The formal study of the stretch-shortening cycle began with Cavagna and colleagues in the 1960s and was translated into Soviet athletic practice by Yuri Verkhoshansky, who codified the depth-jump 'shock method' in the 1960s-70s. Chu (1998, 'Jumping into Plyometrics') brought the modern intensity classification into Western coaching. The evidence base for plyometric training on jump performance is well-replicated: Markovic 2007 meta-analysis found average 8-10% jump-height improvement across ~40 studies, with larger effects for combined resistance-and-plyometric protocols than either alone. Sáez de Villarreal et al. 2010 confirmed transfer to sprint performance in trained athletes.
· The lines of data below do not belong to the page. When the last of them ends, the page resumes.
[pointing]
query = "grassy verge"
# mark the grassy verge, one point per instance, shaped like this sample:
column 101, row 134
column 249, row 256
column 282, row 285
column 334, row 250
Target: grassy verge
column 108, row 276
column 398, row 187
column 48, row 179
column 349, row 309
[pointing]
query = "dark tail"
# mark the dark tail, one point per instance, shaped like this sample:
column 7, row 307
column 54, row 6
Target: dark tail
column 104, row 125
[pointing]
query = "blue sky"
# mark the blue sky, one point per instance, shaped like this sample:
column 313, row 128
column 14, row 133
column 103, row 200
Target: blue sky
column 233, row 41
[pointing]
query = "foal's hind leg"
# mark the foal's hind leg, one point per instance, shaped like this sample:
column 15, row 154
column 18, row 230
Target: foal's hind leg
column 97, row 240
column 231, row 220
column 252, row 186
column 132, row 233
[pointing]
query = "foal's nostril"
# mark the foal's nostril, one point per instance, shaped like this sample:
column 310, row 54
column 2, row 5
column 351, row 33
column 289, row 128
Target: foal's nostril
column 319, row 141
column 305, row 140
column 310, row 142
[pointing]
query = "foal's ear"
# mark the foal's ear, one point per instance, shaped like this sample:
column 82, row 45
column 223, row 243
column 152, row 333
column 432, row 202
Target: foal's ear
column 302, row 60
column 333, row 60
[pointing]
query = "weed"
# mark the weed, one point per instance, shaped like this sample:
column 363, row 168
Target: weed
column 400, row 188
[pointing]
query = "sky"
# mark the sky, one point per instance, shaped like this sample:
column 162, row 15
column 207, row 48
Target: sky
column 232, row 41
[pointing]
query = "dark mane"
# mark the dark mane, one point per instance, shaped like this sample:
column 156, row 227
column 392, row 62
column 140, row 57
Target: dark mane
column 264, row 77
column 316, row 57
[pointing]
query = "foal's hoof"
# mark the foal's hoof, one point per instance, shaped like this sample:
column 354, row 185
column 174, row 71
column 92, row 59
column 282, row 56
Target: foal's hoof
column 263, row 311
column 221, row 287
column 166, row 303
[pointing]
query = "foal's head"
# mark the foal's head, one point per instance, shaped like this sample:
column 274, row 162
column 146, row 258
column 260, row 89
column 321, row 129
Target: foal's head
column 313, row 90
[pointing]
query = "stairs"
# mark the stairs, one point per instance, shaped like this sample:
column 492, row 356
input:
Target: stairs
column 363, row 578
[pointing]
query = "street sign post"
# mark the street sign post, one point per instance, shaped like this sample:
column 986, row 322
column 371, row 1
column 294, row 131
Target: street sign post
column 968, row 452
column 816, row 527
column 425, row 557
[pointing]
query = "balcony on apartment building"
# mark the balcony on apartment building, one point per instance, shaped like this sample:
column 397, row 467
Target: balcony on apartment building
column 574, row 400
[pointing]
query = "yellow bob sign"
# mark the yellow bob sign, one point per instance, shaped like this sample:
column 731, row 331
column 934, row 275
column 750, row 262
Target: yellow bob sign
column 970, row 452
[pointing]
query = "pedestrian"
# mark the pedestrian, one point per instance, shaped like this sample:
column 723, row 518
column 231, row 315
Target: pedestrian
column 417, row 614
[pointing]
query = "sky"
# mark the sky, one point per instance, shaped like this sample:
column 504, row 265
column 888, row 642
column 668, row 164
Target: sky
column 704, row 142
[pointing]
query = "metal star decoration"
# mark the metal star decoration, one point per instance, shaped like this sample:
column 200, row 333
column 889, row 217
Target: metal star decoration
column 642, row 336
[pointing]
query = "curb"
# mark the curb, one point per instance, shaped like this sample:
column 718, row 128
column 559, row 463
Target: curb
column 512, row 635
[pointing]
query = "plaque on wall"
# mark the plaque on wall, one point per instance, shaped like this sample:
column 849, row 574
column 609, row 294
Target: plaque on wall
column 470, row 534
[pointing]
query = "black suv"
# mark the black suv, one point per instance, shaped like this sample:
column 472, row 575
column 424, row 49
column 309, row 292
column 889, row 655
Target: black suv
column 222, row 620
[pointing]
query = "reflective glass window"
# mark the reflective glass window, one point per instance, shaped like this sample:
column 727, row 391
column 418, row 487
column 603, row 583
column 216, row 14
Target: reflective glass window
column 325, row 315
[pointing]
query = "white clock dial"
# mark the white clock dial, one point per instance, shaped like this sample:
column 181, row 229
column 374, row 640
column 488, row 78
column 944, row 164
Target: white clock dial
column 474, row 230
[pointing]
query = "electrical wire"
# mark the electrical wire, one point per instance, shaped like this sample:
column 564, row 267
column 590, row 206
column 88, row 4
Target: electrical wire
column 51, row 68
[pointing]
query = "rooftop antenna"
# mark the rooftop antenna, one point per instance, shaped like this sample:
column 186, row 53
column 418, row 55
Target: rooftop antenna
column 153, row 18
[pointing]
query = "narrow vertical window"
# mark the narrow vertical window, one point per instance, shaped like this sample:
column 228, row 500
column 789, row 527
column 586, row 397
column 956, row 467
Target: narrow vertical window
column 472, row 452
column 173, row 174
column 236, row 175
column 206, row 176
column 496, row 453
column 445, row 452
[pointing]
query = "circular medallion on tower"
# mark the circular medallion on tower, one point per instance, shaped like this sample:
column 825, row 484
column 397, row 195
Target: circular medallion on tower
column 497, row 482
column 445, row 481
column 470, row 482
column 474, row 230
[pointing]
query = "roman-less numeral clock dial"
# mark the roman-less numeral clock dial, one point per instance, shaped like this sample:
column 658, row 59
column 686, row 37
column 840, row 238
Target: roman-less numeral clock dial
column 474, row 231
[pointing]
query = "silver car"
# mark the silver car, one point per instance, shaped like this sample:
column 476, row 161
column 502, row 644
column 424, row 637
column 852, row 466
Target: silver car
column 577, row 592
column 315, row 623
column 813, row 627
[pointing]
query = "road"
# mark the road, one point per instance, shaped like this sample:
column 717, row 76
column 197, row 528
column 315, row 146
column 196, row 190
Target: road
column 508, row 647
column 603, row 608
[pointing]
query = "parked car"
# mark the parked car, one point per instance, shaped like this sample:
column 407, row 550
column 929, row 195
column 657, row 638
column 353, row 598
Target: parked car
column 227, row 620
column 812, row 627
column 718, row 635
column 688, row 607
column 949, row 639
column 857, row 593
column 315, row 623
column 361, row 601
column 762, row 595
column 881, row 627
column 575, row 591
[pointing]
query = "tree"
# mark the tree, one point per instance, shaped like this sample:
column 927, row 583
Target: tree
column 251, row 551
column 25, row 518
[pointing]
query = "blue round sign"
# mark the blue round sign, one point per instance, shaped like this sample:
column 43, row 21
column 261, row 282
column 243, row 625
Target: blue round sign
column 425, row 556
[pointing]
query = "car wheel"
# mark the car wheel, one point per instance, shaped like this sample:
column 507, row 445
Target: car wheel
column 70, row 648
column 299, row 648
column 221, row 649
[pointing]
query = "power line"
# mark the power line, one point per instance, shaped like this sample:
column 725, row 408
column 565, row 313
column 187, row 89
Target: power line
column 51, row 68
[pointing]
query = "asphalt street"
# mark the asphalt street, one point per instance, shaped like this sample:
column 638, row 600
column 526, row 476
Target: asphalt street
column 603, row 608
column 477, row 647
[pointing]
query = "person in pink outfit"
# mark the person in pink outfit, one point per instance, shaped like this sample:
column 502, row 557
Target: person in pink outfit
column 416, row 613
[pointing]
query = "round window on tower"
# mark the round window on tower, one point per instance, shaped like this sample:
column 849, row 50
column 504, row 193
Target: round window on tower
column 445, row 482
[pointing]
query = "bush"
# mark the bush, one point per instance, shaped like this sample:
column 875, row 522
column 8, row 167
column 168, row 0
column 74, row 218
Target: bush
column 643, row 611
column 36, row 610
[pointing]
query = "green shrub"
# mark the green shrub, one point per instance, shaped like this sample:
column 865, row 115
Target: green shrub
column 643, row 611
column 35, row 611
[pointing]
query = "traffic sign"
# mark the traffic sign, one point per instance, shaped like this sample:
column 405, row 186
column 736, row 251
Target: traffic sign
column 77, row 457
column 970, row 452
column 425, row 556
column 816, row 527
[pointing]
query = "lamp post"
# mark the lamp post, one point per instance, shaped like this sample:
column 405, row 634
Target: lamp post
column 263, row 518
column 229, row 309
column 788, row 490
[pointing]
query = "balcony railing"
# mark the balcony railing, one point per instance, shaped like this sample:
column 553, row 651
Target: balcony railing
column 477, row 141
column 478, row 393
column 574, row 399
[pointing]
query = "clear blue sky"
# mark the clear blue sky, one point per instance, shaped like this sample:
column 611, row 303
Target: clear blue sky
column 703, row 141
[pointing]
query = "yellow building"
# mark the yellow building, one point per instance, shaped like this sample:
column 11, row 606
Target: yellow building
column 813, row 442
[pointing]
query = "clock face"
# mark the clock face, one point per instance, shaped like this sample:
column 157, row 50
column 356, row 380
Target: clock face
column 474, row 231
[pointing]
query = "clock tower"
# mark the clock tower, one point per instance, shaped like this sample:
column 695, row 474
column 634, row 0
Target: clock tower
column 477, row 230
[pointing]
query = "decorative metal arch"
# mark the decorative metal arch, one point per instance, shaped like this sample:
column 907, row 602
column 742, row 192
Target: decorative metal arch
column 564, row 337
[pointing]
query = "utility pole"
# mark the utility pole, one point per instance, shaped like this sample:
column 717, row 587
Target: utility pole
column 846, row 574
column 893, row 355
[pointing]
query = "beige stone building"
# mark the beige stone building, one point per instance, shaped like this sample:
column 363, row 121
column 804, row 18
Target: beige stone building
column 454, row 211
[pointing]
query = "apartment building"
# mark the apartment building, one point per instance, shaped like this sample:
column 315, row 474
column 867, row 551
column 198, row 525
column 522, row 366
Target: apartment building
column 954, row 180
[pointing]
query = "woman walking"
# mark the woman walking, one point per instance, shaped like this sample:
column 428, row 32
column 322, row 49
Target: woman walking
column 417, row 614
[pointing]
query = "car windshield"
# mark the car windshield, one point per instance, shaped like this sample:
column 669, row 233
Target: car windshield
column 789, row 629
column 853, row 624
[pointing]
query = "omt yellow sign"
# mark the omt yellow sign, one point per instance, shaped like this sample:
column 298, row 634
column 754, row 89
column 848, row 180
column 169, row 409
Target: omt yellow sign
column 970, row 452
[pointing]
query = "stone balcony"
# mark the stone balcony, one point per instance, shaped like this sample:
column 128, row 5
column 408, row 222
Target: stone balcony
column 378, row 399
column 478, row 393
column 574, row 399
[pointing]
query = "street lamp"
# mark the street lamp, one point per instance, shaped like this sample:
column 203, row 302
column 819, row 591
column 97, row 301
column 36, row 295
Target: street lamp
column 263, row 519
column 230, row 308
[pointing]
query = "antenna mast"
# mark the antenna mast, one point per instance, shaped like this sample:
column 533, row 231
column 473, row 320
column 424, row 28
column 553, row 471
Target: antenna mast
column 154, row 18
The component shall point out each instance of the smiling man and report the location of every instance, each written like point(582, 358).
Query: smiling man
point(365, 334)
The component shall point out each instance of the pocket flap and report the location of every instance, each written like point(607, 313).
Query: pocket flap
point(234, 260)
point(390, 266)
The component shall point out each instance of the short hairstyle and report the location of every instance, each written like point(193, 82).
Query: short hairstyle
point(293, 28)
The transfer to absolute strength is weaker (standard resistance training outperforms plyometrics for 1RM gains); the transfer to endurance is negligible-to-negative. The mechanism split between elastic-energy return, stretch-reflex contribution, and neural rate-of-force-development is well-characterised in the literature (Komi 2000 review), though the relative proportions vary by exercise, athlete, and drop height. Afitpilot's practical position for self-coached athletes: plyometrics are a legitimate specialised tool for sports that reward reactive power, best scheduled early in the session when quality is highest, and best programmed by contact count rather than by set count. For lifters, hybrid athletes, and endurance-focused populations, dedicated plyometric blocks are usually optional and often skipped without meaningful cost.